A story in the print and online editions of The Commercial Appeal today (also on this site) trumpets the story of a new small business owner in the Cooper-Young community in Midtown Memphis. The proprietor, Kevin Park, bought and renovated the Midtown Market and aims to offer fresh produce, locally grown items and wholesome fare at his store.
Looks like he’s part of a growing (forgive the intentional pun) trend.
For proof, check out Diana Ransom’s latest piece over at Entrepreneur.com.
Here’s a tease:
Call it a retail revival.
After getting crushed by big-box stores during the 1980s and 1990s, mom-and-pop shops are enjoying something of a rebirth among U.S. consumers.
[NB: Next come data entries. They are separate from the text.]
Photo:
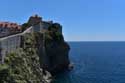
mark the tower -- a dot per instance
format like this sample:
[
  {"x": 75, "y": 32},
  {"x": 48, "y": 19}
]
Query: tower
[{"x": 35, "y": 19}]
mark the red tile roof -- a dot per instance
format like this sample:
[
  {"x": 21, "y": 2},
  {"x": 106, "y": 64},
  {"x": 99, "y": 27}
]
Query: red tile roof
[{"x": 10, "y": 25}]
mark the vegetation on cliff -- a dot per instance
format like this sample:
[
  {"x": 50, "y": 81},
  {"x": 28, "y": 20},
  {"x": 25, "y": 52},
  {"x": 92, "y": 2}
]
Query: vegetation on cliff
[{"x": 23, "y": 65}]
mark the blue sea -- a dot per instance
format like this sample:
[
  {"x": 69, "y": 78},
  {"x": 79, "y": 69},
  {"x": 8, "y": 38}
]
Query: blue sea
[{"x": 95, "y": 62}]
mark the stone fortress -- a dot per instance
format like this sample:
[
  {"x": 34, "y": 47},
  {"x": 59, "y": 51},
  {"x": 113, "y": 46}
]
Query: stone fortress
[{"x": 11, "y": 34}]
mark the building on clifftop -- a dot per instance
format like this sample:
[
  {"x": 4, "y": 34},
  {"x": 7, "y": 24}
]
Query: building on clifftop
[{"x": 7, "y": 28}]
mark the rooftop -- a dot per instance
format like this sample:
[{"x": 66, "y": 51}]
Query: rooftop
[{"x": 10, "y": 25}]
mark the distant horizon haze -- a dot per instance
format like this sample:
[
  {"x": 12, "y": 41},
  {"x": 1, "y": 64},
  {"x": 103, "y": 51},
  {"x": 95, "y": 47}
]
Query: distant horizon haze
[{"x": 82, "y": 20}]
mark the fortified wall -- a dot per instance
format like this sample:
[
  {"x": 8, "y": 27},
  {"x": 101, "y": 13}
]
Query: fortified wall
[{"x": 11, "y": 43}]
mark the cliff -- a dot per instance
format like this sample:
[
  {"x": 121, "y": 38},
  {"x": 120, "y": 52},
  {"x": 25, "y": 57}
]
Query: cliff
[
  {"x": 40, "y": 54},
  {"x": 55, "y": 57},
  {"x": 23, "y": 65}
]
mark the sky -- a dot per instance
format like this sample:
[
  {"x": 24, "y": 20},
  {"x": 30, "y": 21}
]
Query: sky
[{"x": 82, "y": 20}]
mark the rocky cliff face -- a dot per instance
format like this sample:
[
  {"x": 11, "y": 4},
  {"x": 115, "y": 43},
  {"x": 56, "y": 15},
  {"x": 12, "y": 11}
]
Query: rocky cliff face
[
  {"x": 55, "y": 57},
  {"x": 23, "y": 65},
  {"x": 41, "y": 53}
]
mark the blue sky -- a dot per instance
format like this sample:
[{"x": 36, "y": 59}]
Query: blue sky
[{"x": 82, "y": 20}]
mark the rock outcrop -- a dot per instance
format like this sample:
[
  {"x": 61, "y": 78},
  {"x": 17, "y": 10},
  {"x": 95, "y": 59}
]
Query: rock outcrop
[
  {"x": 55, "y": 57},
  {"x": 23, "y": 65},
  {"x": 40, "y": 54}
]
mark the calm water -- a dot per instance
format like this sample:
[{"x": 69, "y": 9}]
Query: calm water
[{"x": 95, "y": 62}]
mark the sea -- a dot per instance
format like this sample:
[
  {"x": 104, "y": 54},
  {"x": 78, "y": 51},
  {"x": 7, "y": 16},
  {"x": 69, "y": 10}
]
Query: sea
[{"x": 95, "y": 62}]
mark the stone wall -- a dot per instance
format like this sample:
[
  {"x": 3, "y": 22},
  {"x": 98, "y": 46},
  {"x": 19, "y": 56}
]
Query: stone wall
[{"x": 11, "y": 43}]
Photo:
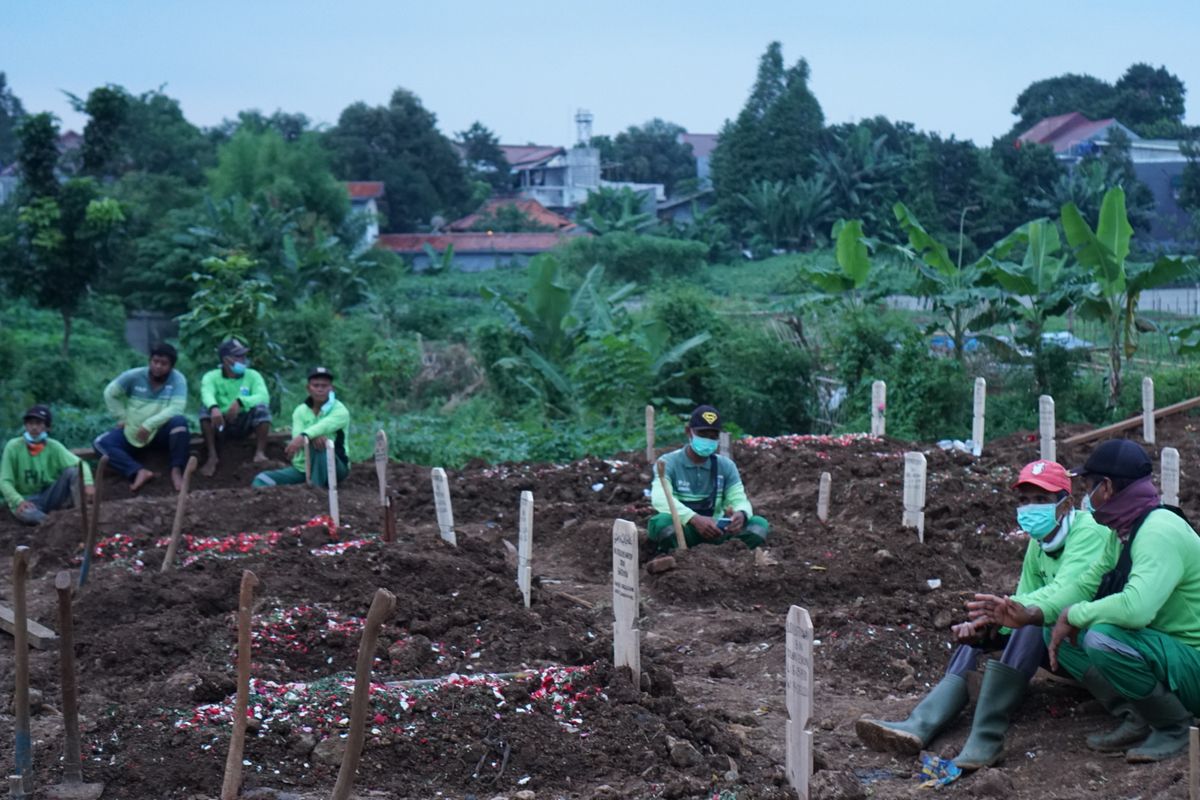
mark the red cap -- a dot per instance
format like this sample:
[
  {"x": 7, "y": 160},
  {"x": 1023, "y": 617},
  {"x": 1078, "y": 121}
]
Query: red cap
[{"x": 1045, "y": 475}]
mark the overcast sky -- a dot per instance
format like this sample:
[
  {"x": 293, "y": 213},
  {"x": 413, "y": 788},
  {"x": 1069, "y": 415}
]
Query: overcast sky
[{"x": 523, "y": 68}]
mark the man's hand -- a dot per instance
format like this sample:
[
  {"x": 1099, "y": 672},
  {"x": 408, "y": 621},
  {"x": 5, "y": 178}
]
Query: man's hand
[{"x": 1062, "y": 630}]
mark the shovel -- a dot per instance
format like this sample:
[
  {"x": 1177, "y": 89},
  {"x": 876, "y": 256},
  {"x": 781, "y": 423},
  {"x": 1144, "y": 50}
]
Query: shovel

Thanks to a little thing called the internet and the ubiquity of computing devices, consumers don’t have to settle for more commoditized versions of their groceries, clothing or housewares. Between the corner coffee shop selling its dark roast across the U.S. and cheesemongers detailing the delights of Rogue River Blue to out-of-state shoppers, consumers can access the neighborhood store even if they move.
“Being online gives shops the opportunity to reach the world rather than just the tourist trade and local shoppers,” says Marshal Cohen, a retail analyst at the Port Washington, N.Y., market researcher NPD Group. “Mom-and-pops have reached out and are using online in a real way that works.”